BALIKPAPAN – Suasana tegang sempat menyelimuti Bandar Udara Sultan Aji Muhammad Sulaiman (SAMS) Sepinggan, Kamis (30/10/2025). Puluhan anggota TNI AU Lanud Dhomber Balikpapan tampak melakukan pengamanan ketat setelah ditemukan sebuah benda mencurigakan yang diduga bom di area ruang rekonsiliasi bandara.
Temuan itu membuat aktivitas penerbangan sempat terganggu dan sejumlah penumpang panik.

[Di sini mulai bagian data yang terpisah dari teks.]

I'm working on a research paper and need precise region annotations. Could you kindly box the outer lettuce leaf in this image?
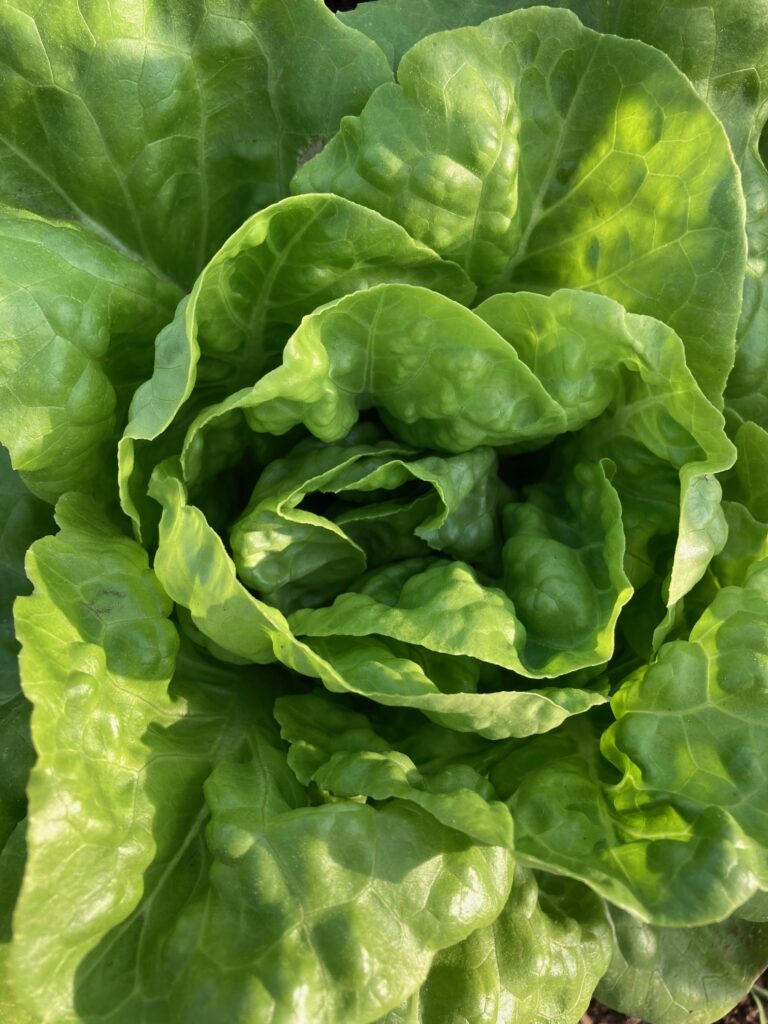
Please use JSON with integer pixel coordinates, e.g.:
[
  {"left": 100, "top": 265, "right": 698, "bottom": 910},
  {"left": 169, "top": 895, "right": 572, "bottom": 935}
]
[
  {"left": 151, "top": 764, "right": 512, "bottom": 1024},
  {"left": 596, "top": 906, "right": 768, "bottom": 1024},
  {"left": 295, "top": 8, "right": 745, "bottom": 402},
  {"left": 492, "top": 562, "right": 768, "bottom": 927},
  {"left": 726, "top": 423, "right": 768, "bottom": 522},
  {"left": 379, "top": 867, "right": 610, "bottom": 1024},
  {"left": 0, "top": 446, "right": 53, "bottom": 705},
  {"left": 11, "top": 499, "right": 511, "bottom": 1024},
  {"left": 0, "top": 206, "right": 180, "bottom": 502},
  {"left": 11, "top": 498, "right": 178, "bottom": 1024},
  {"left": 0, "top": 821, "right": 32, "bottom": 1024},
  {"left": 0, "top": 447, "right": 53, "bottom": 851},
  {"left": 0, "top": 0, "right": 391, "bottom": 285},
  {"left": 346, "top": 0, "right": 768, "bottom": 428}
]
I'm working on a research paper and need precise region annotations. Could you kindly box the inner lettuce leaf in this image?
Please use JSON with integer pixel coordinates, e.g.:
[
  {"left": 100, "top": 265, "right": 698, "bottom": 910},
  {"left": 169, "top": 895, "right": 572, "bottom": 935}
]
[{"left": 119, "top": 195, "right": 475, "bottom": 532}]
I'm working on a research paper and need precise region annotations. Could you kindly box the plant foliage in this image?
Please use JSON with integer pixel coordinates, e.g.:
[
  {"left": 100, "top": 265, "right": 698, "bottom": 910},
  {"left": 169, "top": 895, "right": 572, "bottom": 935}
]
[{"left": 0, "top": 0, "right": 768, "bottom": 1024}]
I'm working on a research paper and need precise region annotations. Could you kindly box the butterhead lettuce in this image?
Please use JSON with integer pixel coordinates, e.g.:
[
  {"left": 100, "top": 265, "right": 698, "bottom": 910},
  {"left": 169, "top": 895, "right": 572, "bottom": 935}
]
[{"left": 0, "top": 0, "right": 768, "bottom": 1024}]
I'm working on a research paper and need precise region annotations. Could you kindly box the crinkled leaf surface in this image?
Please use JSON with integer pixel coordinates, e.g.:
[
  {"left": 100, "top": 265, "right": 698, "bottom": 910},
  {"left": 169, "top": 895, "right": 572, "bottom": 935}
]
[
  {"left": 295, "top": 8, "right": 745, "bottom": 401},
  {"left": 492, "top": 562, "right": 768, "bottom": 926},
  {"left": 12, "top": 491, "right": 511, "bottom": 1024},
  {"left": 0, "top": 0, "right": 390, "bottom": 285},
  {"left": 0, "top": 206, "right": 181, "bottom": 502},
  {"left": 378, "top": 867, "right": 610, "bottom": 1024},
  {"left": 120, "top": 195, "right": 474, "bottom": 540},
  {"left": 596, "top": 906, "right": 768, "bottom": 1024},
  {"left": 152, "top": 463, "right": 606, "bottom": 738}
]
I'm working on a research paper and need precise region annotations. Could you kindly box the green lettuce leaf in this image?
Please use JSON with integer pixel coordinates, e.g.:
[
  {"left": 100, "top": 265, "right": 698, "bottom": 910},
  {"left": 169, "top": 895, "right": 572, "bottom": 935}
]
[
  {"left": 0, "top": 0, "right": 391, "bottom": 285},
  {"left": 10, "top": 498, "right": 512, "bottom": 1024},
  {"left": 492, "top": 562, "right": 768, "bottom": 927},
  {"left": 378, "top": 866, "right": 610, "bottom": 1024},
  {"left": 596, "top": 906, "right": 768, "bottom": 1024},
  {"left": 151, "top": 461, "right": 606, "bottom": 738},
  {"left": 295, "top": 8, "right": 745, "bottom": 402},
  {"left": 119, "top": 195, "right": 474, "bottom": 529},
  {"left": 0, "top": 209, "right": 181, "bottom": 502}
]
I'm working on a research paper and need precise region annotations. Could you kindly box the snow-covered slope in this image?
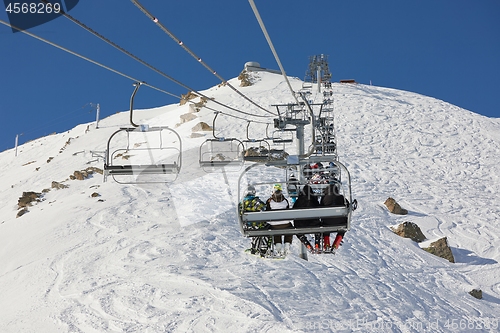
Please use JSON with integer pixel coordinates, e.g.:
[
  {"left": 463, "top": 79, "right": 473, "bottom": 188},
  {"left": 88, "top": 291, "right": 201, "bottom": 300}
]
[{"left": 0, "top": 73, "right": 500, "bottom": 333}]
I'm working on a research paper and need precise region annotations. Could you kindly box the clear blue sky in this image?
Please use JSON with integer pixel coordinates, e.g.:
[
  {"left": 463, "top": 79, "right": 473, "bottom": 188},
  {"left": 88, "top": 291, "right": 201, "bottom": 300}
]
[{"left": 0, "top": 0, "right": 500, "bottom": 151}]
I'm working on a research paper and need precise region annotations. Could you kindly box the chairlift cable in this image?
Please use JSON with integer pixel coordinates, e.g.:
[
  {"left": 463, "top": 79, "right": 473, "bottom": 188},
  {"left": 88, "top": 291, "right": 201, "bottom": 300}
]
[
  {"left": 40, "top": 0, "right": 274, "bottom": 117},
  {"left": 248, "top": 0, "right": 300, "bottom": 104},
  {"left": 0, "top": 19, "right": 180, "bottom": 98},
  {"left": 131, "top": 0, "right": 276, "bottom": 116}
]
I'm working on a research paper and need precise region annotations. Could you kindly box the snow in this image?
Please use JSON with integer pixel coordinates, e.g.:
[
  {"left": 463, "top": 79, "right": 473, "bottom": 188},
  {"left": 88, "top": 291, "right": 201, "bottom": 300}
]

Namun, situasi mencekam tersebut ternyata bagian dari simulasi penanganan gangguan keamanan dalam kegiatan Airport Emergency Exercise 2025 yang digelar oleh PT Angkasa Pura Indonesia.
Latihan ini melibatkan tim gabungan dari unsur Lanud Dhomber Balikpapan, Tim Jihandak Korp Zeni TNI AD Kodam VI/Mulawarman, petugas keamanan bandara, serta berbagai instansi terkait lainnya.

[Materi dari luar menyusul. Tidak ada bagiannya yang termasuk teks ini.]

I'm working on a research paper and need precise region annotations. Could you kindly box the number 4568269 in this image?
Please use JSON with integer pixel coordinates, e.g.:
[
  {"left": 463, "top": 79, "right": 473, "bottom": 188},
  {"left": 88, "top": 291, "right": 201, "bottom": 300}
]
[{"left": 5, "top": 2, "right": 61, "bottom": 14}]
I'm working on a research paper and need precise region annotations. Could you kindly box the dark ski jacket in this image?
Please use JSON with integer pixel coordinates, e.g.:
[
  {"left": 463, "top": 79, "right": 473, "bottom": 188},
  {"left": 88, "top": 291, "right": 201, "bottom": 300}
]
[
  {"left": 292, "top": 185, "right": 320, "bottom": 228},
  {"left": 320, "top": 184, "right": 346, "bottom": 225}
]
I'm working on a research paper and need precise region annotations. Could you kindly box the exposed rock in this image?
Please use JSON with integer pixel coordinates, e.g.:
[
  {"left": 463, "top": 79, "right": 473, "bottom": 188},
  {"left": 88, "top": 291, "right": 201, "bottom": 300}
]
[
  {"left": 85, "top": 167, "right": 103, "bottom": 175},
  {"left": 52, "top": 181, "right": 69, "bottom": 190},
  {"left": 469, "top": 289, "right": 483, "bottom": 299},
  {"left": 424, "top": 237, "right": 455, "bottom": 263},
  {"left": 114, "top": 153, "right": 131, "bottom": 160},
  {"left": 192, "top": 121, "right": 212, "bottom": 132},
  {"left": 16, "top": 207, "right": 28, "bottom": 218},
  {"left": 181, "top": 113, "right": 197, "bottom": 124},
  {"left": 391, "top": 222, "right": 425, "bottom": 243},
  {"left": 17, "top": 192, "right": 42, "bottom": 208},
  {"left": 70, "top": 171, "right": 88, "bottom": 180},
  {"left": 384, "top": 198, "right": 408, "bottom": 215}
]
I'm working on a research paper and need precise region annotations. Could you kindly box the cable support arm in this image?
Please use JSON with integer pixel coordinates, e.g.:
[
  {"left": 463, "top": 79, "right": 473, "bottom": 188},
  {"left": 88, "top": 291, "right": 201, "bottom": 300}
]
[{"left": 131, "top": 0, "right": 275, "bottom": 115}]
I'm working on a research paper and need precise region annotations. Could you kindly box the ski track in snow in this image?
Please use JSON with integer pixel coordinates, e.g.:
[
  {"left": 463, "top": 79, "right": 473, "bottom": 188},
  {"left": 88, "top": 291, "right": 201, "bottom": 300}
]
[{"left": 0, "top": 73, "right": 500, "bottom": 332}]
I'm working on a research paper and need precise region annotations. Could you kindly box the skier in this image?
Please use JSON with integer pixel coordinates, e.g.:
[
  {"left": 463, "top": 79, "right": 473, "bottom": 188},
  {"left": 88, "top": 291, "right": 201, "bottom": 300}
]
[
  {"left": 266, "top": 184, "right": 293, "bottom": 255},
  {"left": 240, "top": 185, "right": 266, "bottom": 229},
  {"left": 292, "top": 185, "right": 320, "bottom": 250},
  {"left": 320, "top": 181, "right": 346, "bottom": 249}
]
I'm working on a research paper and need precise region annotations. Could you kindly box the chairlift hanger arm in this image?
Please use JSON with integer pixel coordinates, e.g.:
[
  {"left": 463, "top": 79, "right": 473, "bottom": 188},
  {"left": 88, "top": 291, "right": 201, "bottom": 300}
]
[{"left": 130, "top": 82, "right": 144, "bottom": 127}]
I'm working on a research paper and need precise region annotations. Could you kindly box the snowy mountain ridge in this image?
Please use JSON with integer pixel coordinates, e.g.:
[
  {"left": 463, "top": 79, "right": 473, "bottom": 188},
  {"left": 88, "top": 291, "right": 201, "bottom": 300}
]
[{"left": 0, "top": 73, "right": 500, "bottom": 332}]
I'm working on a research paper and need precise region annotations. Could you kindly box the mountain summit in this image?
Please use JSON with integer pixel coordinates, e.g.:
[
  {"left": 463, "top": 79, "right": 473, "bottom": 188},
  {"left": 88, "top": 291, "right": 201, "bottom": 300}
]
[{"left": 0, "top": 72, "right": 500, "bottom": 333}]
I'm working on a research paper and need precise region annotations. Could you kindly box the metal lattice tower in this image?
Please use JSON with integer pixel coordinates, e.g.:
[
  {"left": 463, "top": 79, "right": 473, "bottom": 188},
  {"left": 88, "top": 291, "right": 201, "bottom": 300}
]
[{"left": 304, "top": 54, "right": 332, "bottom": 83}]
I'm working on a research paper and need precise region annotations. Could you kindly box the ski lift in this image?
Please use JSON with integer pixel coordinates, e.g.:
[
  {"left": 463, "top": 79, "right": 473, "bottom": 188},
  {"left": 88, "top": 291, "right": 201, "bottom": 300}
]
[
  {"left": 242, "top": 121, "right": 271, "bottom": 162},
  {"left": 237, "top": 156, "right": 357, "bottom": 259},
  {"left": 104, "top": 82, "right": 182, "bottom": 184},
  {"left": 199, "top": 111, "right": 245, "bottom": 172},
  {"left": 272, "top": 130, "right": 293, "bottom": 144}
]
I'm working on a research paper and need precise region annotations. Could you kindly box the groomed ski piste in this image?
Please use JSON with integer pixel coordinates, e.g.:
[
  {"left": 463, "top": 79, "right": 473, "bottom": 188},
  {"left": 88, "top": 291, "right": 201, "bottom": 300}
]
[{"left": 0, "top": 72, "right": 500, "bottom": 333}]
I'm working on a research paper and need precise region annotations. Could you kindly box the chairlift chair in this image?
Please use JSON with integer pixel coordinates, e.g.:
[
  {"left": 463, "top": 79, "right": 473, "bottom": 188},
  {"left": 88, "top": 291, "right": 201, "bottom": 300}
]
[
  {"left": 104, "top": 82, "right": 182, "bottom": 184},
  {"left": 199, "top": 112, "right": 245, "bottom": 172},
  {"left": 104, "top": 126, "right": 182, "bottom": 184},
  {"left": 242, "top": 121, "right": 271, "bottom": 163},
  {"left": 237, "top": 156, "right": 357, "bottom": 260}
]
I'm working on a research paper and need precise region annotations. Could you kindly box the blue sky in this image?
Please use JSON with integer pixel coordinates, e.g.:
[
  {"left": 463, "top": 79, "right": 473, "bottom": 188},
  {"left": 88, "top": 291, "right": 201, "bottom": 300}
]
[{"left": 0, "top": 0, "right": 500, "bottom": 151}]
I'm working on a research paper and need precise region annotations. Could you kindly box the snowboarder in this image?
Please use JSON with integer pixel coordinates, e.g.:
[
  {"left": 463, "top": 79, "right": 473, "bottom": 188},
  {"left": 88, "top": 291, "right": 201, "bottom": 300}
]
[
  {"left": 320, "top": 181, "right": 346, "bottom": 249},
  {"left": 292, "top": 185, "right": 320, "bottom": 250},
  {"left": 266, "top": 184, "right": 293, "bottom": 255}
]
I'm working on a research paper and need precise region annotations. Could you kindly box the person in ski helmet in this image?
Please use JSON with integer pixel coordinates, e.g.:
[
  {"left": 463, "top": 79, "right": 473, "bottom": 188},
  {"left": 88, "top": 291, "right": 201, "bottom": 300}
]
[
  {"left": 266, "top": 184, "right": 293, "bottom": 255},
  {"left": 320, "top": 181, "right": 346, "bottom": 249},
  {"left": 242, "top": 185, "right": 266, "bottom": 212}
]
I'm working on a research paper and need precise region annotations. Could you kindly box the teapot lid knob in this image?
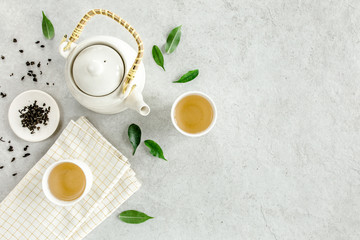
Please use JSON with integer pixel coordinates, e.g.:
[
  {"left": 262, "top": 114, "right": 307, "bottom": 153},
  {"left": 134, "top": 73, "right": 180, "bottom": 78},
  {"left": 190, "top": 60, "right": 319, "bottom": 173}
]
[
  {"left": 72, "top": 44, "right": 125, "bottom": 96},
  {"left": 87, "top": 60, "right": 104, "bottom": 76}
]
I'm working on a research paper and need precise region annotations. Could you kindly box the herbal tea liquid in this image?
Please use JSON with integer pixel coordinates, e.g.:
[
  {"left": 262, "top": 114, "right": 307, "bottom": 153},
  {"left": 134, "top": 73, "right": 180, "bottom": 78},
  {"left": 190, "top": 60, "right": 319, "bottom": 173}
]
[
  {"left": 174, "top": 95, "right": 214, "bottom": 133},
  {"left": 48, "top": 162, "right": 86, "bottom": 201}
]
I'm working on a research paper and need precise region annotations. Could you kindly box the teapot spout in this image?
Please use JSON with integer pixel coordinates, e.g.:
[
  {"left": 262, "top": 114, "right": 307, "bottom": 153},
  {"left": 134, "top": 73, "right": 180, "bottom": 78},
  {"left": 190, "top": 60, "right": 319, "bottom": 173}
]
[{"left": 125, "top": 88, "right": 150, "bottom": 116}]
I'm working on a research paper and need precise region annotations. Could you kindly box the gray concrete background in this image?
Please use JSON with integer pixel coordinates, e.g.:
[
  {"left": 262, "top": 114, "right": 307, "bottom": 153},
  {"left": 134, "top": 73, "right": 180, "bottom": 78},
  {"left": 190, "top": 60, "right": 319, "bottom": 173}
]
[{"left": 0, "top": 0, "right": 360, "bottom": 240}]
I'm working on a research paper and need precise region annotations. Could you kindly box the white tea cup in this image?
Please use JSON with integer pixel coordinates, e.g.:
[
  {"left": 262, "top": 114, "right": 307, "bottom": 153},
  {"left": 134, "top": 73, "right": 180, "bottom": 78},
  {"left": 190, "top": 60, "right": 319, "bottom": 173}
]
[
  {"left": 171, "top": 91, "right": 217, "bottom": 137},
  {"left": 42, "top": 159, "right": 93, "bottom": 206}
]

Benda yang diduga bom berhasil diamankan dan diledakkan secara terkendali oleh tim penjinak bahan peledak (Jihandak) di sekitar area bandara. Simulasi berjalan sesuai rencana dan menjadi uji nyata kesiapsiagaan seluruh unsur keamanan dan pelayanan di Bandara SAMS Sepinggan.
Latihan Skala Penuh Uji Tiga Skenario Darurat
CEO Regional VI PT Angkasa Pura Indonesia, Farid Indra Nugraha, menjelaskan bahwa kegiatan kali ini merupakan latihan skala penuh (full scale exercise), setelah sehari sebelumnya dilakukan table top exercise atau latihan perencanaan.

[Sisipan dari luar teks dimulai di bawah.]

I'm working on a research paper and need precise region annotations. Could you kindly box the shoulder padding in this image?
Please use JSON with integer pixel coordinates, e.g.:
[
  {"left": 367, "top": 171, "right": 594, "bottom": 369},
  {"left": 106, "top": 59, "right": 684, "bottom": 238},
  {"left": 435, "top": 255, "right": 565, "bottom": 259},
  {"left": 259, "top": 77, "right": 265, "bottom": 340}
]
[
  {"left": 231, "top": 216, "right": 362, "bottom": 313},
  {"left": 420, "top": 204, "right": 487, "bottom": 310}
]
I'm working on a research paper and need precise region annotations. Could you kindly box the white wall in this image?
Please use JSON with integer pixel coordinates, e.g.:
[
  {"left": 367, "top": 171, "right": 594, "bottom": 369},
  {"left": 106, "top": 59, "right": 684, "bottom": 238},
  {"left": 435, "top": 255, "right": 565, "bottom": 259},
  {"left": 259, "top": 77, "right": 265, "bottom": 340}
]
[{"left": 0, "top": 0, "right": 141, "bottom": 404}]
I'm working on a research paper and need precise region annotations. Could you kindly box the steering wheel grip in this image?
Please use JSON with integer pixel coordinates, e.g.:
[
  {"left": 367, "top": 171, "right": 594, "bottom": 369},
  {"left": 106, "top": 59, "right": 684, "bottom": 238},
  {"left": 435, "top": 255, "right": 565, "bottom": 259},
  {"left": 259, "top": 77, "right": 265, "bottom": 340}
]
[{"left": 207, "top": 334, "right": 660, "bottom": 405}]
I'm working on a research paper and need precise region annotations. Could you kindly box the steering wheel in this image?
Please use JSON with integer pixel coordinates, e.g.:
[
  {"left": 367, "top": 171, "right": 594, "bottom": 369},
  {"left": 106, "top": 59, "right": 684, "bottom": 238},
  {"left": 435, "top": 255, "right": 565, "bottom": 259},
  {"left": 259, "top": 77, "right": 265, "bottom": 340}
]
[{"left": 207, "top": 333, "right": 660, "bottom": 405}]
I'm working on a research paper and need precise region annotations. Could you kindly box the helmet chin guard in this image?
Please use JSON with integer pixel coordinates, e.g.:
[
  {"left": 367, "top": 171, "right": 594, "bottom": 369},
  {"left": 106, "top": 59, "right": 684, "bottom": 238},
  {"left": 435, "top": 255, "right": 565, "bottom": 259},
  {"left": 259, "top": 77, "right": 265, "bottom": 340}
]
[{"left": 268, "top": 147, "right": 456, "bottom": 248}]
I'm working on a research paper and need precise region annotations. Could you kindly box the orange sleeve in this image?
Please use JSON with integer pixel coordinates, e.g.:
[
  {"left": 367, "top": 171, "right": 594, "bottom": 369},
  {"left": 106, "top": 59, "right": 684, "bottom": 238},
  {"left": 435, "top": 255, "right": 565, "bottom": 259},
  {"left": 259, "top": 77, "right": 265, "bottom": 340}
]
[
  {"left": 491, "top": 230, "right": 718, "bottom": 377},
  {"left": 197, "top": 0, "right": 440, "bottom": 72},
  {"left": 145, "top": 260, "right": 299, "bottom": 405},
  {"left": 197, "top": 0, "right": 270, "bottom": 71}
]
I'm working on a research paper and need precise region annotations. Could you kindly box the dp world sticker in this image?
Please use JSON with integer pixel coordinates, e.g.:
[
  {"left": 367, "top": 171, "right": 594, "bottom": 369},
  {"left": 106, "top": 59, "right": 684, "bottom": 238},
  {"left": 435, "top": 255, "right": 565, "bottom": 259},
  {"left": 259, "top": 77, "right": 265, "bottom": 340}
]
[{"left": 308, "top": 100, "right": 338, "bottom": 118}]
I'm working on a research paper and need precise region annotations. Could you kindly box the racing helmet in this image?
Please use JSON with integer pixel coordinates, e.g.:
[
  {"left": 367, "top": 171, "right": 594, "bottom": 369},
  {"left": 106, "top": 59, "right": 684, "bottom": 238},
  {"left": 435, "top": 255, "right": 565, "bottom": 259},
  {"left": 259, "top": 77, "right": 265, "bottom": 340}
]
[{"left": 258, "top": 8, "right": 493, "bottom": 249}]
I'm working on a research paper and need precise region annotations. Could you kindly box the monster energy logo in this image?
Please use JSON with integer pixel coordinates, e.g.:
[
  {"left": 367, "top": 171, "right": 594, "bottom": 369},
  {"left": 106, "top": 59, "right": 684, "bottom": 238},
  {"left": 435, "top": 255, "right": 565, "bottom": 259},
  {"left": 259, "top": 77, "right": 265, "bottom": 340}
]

“Hari ini kami melaksanakan tiga jenis latihan sekaligus, yaitu aircraft accident exercise, airport disaster exercise, dan airport security exercise,” jelas Farid.
Menurutnya, simulasi penanganan teror bom menjadi salah satu skenario utama dalam latihan tersebut. Tahun ini, kegiatan digelar dengan skala dan intensitas lebih besar, termasuk skenario malam hari untuk menguji respons terhadap situasi darurat di waktu minim visibilitas.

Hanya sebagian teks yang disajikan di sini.